In general, I think the error is that you and Eliezer have too high expectations of what some knowledge will bring you. It helps, but in virtually no cases will the knowledge alone allow you to create the thing you are focusing on.
It’s possible that our knowledge of the AI’s internal work isn’t enough, and that progress is too slow. I might agree or disagree, but at least this would be rational. Right now, I’m seeing basic locally invalid arguments here, and I notice that part of the problem is that you and Eliezer have too much of a binary view on knowledge, where you either have functionally perfect knowledge or no knowledge at all, but usually our knowledge is neither functionally perfect, nor is it zero knowledge.
Edit: This seems conceptually similar to P=NP, in that the problem is that verifying something and making something are conjectured to have very different difficulties, and essentially my claim is that verifying something isn’t equal to generating something.
I expect that if you sat down with him and had a one on one conversation, you’d find that he does have nuisances views. I also expect that Eliser realizes that there have been improvements in all of the areas you described. I think that the difference comes mostly down to “Has there been sufficient progress in interpretability to avert disaster?” I’m confident his answer would be “No.”

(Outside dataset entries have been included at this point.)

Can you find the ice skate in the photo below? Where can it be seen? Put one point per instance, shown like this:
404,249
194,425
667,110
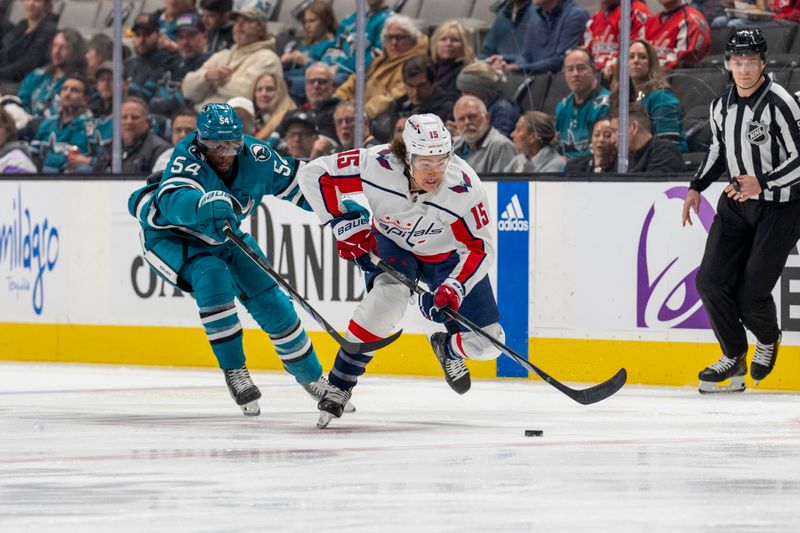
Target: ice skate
456,372
713,378
332,405
243,391
317,390
764,359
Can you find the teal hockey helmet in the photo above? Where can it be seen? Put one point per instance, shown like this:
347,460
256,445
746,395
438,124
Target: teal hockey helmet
220,128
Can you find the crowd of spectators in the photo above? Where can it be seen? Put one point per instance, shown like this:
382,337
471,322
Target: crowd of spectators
300,97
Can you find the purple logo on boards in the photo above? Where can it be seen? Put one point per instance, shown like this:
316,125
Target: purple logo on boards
666,295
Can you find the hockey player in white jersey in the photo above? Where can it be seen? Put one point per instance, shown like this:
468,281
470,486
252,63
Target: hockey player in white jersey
430,221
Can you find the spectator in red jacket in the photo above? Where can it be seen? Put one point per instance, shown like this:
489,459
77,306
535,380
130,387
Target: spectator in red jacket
601,37
680,34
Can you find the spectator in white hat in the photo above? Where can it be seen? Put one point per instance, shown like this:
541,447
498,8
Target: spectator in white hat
233,72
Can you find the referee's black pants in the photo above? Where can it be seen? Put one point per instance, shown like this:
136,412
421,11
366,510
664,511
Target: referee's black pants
747,247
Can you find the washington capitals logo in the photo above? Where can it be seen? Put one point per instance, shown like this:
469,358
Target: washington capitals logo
464,186
383,160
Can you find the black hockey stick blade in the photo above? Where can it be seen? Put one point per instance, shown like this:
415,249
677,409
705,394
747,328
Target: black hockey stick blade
588,396
349,346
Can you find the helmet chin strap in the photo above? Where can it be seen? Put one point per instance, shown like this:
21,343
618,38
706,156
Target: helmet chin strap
761,75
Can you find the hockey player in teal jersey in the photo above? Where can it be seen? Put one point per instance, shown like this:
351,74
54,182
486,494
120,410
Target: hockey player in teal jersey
218,175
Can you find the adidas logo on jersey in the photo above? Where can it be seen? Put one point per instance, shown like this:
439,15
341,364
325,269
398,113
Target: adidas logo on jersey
513,219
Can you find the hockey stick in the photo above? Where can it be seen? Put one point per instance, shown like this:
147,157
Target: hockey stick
588,396
351,347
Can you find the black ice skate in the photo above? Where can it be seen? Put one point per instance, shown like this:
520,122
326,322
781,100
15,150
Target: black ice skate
332,404
317,390
456,372
243,391
764,359
712,379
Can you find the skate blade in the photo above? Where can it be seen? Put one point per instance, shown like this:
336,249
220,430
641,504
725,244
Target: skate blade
251,408
709,387
324,419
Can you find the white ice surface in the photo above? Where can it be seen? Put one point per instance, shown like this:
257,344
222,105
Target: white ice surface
118,449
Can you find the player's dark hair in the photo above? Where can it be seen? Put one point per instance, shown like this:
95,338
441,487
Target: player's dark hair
7,123
398,149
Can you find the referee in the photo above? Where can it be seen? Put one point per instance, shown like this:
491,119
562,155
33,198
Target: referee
756,138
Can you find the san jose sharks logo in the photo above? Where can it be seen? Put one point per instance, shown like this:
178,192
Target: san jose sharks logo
383,159
260,152
464,186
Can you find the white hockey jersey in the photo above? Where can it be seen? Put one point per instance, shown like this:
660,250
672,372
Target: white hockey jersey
453,218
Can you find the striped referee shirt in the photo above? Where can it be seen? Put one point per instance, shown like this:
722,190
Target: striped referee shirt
758,136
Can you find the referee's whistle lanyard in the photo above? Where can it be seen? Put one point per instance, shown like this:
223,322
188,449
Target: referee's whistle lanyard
734,182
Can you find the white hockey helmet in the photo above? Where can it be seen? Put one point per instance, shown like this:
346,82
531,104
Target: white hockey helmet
426,135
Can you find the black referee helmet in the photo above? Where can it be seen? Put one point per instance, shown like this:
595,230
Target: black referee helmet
746,41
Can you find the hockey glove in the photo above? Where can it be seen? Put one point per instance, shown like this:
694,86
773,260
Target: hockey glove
449,294
214,209
354,239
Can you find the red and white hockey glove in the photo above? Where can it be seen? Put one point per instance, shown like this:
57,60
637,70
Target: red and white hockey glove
354,239
449,294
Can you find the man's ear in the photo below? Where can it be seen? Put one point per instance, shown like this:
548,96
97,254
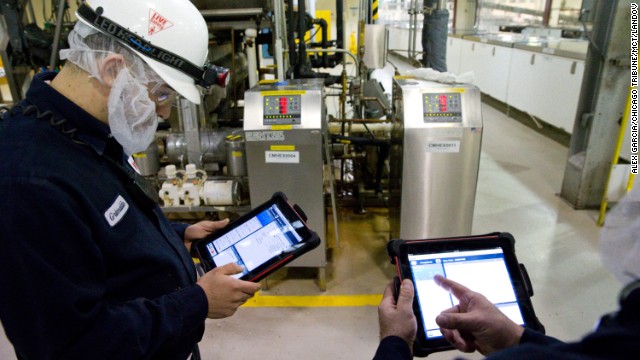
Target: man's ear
110,67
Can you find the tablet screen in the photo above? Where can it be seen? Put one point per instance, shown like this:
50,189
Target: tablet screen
262,237
483,271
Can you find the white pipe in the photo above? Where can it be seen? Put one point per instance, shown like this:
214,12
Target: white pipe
252,63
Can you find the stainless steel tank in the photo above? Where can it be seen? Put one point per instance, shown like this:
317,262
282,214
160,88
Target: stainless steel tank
435,157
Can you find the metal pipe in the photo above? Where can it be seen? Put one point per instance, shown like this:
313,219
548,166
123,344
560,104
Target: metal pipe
280,35
340,27
56,36
342,51
360,121
376,99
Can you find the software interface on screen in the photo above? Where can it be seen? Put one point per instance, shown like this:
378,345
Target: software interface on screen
264,236
483,271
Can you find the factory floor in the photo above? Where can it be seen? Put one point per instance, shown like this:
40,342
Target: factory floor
520,175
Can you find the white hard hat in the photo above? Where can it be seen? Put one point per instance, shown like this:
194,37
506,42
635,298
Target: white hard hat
169,35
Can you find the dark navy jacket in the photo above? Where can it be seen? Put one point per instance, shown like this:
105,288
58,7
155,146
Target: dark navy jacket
85,273
616,338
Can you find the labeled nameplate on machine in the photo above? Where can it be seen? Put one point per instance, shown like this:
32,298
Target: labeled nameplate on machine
442,107
282,110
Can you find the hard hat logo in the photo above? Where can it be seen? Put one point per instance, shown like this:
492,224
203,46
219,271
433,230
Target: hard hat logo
157,22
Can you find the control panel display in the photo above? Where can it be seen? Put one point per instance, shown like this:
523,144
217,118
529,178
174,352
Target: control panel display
282,110
442,108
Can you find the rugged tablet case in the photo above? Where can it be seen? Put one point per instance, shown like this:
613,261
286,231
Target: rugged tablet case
394,249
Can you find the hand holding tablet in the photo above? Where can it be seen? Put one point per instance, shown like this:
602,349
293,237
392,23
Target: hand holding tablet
475,323
261,241
485,264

So, given that belief, and having a chance now and then to communicate with a wide audience, it is better to have a clear message, because you never know what will be a zeitgeist tipping point. It’s the fate of the world, so a little nuisance is just collateral damage.
I don’t know if that matters, because whether he’s pegged to Doom epistemically or strategically the result is the same.
The transistor is a neat example.
Imagine if instead of developing them, we were like, “we need to stop here because we don’t understand EXACTLY how this works… and maybe for good measure we should bomb anyone who we think is continuing development, because it seems like transistors could be dangerous[1]”?
Claims that the software/networks are “unknown unknowns” which we have “no idea” about are patently false, inappropriate for a “rational” discourse, and basically just hyperbolic rhetoric. And to dismiss with a wave how draconian regulation (functionally/demonstrably impossible, re: cloning) of these software enigmas would need to be, while advocating bombardment of rouge datacenters?!?
Frankly I’m sad that it’s FUD that gets the likes here on LW— what with all it’s purported to be a bastion of.
I know for a fact there will be a lot of heads here who think this would have been FANTASTIC, since without transistors, we wouldn’t have created digital watches— which inevitably led to the creation of AI; the most likely outcome of which is inarguably ALL BIOLOGICAL LIFE ON EARTH DIES
No, it’s not, because we have a pretty good idea of how transistors work and in fact someone needed to directly anticipate how they might work in order to engineer them. The “unknown” part about the deep learning models is not the network layer or the software that uses the inscrutable matrices, it’s how the model is getting the answers that it does.
Yes, it is, because it took like five years to understand minority-carrier injection.
I think he’s referring to the understanding of the precise mechanics of how transistors worked, or why the particular first working prototypes functioned while all the others didn’t. Just from skimming https://en.wikipedia.org/wiki/History_of_the_transistor
That’s the current understanding for llms—people do know at a high level what an llm does and why it works, just like there were theories decades before working transistors on their function. But the details of why this system works but 50 other things tried didn’t is not known.